[Stoves] solar cooker response (changing thread name)

Crispin Pemberton-Pigott crispinpigott at outlook.com
Tue Jun 13 10:35:01 CDT 2017


Dear Nikhil

Efficiency is not a mindless exercise. Neither is it an obsession.

Induction stoves are extremely efficient. That is a good thing. Because they are efficiency, literally, they are highly controllable. That is a bonus. They are not yet programmable but that is only a matter time (programmed to cook a particular meal of a particular size following a pre-approved sequence). This is already done when producing baked ceramic products.

>Another was that it puts out less heat to the room than does a flame.

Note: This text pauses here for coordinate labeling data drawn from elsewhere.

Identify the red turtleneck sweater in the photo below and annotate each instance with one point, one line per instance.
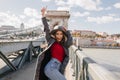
(57, 51)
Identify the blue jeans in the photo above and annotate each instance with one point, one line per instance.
(52, 70)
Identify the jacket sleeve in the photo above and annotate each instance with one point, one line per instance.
(69, 41)
(46, 28)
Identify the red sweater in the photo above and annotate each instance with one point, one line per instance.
(57, 51)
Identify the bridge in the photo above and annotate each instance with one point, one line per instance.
(18, 54)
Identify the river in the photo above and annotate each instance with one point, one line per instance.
(108, 58)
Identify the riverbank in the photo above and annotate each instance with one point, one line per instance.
(101, 47)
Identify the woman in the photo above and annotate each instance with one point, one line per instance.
(52, 61)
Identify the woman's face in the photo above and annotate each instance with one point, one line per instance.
(59, 36)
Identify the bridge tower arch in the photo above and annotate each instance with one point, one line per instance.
(59, 17)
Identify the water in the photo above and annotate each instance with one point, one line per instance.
(108, 58)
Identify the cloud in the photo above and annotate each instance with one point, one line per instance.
(33, 22)
(30, 18)
(103, 19)
(108, 8)
(60, 3)
(9, 19)
(46, 0)
(92, 5)
(78, 14)
(117, 5)
(31, 12)
(64, 8)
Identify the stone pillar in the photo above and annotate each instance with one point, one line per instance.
(60, 17)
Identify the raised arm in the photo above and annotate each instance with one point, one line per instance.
(46, 26)
(69, 41)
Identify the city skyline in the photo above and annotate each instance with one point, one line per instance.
(94, 15)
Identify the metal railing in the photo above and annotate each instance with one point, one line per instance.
(14, 54)
(87, 69)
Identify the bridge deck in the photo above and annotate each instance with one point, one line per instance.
(27, 72)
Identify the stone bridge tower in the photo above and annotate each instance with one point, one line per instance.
(60, 17)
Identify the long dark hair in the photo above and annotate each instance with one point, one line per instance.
(64, 39)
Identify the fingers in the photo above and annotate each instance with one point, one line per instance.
(43, 10)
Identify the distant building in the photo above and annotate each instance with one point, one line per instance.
(7, 27)
(103, 34)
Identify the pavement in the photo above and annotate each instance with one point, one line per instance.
(27, 72)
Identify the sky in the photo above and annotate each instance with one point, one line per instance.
(93, 15)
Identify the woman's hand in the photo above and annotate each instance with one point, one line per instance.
(43, 10)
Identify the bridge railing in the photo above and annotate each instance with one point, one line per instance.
(14, 54)
(87, 69)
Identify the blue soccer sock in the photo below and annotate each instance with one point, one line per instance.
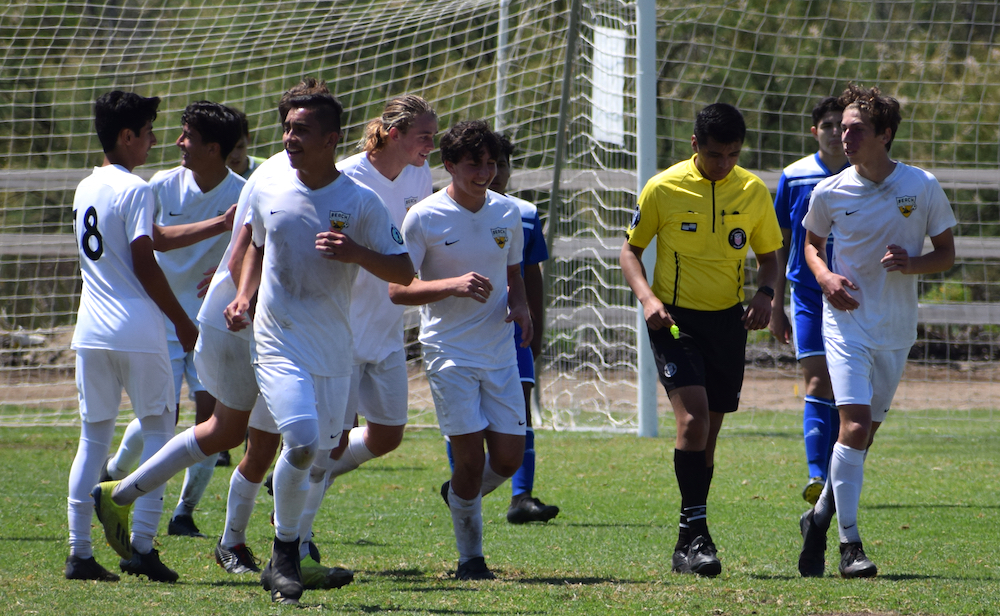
(819, 421)
(523, 481)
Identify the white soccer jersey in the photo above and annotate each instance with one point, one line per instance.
(111, 209)
(179, 201)
(446, 240)
(864, 218)
(303, 305)
(222, 290)
(377, 323)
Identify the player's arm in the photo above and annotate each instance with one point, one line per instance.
(517, 304)
(179, 236)
(148, 271)
(420, 292)
(635, 274)
(534, 291)
(337, 246)
(779, 326)
(834, 286)
(940, 259)
(758, 312)
(236, 311)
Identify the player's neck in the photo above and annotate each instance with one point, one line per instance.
(876, 170)
(385, 163)
(207, 179)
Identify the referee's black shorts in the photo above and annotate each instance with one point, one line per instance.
(709, 352)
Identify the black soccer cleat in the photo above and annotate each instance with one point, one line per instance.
(87, 569)
(282, 576)
(702, 557)
(530, 509)
(148, 565)
(474, 569)
(183, 526)
(812, 558)
(854, 563)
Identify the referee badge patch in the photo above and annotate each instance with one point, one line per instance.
(738, 238)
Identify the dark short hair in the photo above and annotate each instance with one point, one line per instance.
(882, 111)
(116, 110)
(720, 121)
(825, 106)
(308, 85)
(215, 123)
(506, 147)
(468, 138)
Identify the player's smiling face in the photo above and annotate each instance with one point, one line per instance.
(305, 140)
(471, 178)
(715, 160)
(861, 144)
(418, 141)
(195, 153)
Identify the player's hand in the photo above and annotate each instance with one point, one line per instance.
(522, 316)
(187, 334)
(230, 217)
(473, 285)
(758, 312)
(834, 287)
(656, 314)
(206, 281)
(236, 314)
(336, 246)
(896, 259)
(779, 326)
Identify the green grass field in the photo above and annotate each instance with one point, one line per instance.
(929, 517)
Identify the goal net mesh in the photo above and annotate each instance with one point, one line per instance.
(771, 59)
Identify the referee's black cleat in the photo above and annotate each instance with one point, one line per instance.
(702, 557)
(812, 558)
(148, 565)
(87, 569)
(854, 563)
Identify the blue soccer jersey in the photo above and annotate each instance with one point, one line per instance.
(791, 204)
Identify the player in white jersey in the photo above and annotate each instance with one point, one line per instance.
(200, 188)
(465, 242)
(302, 276)
(393, 163)
(120, 337)
(879, 212)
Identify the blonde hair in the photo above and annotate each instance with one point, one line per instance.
(399, 113)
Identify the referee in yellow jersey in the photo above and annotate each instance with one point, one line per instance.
(705, 212)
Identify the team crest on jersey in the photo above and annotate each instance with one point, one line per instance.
(635, 219)
(738, 238)
(339, 220)
(906, 205)
(500, 236)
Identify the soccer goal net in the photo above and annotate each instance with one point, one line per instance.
(560, 78)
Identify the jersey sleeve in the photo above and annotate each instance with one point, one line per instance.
(535, 250)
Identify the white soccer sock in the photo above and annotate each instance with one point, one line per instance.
(129, 452)
(356, 454)
(156, 430)
(179, 453)
(491, 479)
(847, 472)
(318, 475)
(196, 479)
(239, 506)
(95, 439)
(467, 518)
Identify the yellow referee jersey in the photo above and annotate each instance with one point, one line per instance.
(703, 229)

Makes a difference in Indian summers 10a-6p at least.

That is a direct result of its inherent efficient.

>The binding constraint in modern energy transition is financing the investment on the individual user side, not the corporate supply or user sides.

The cost of the energy carrier is borne by the consumer, ultimately, so in a sense it is the individual user’s investment, even if it is unequally secured.

>The sooner we dump physical efficiency as a key guiding metric, the better.

That’s silly. It is not only one of the key guiding metrics, from the POV of capital cost, manufacturing processes, materials sourcing and recycling, feeding the beast, durability+repairs, number required to service all pots – everything is based on the frugal use of resources. A 1957 Chevy can be repaired indefinitely. A 1974 Beetle can’t. It matters.

To speak of people being poor and cooking systems at the same time immediately includes the concept of cost-efficiency, whether that is time-efficient, cost efficient, quantity-appropriate-to-the-pot and so on.

Even with words we should be efficient.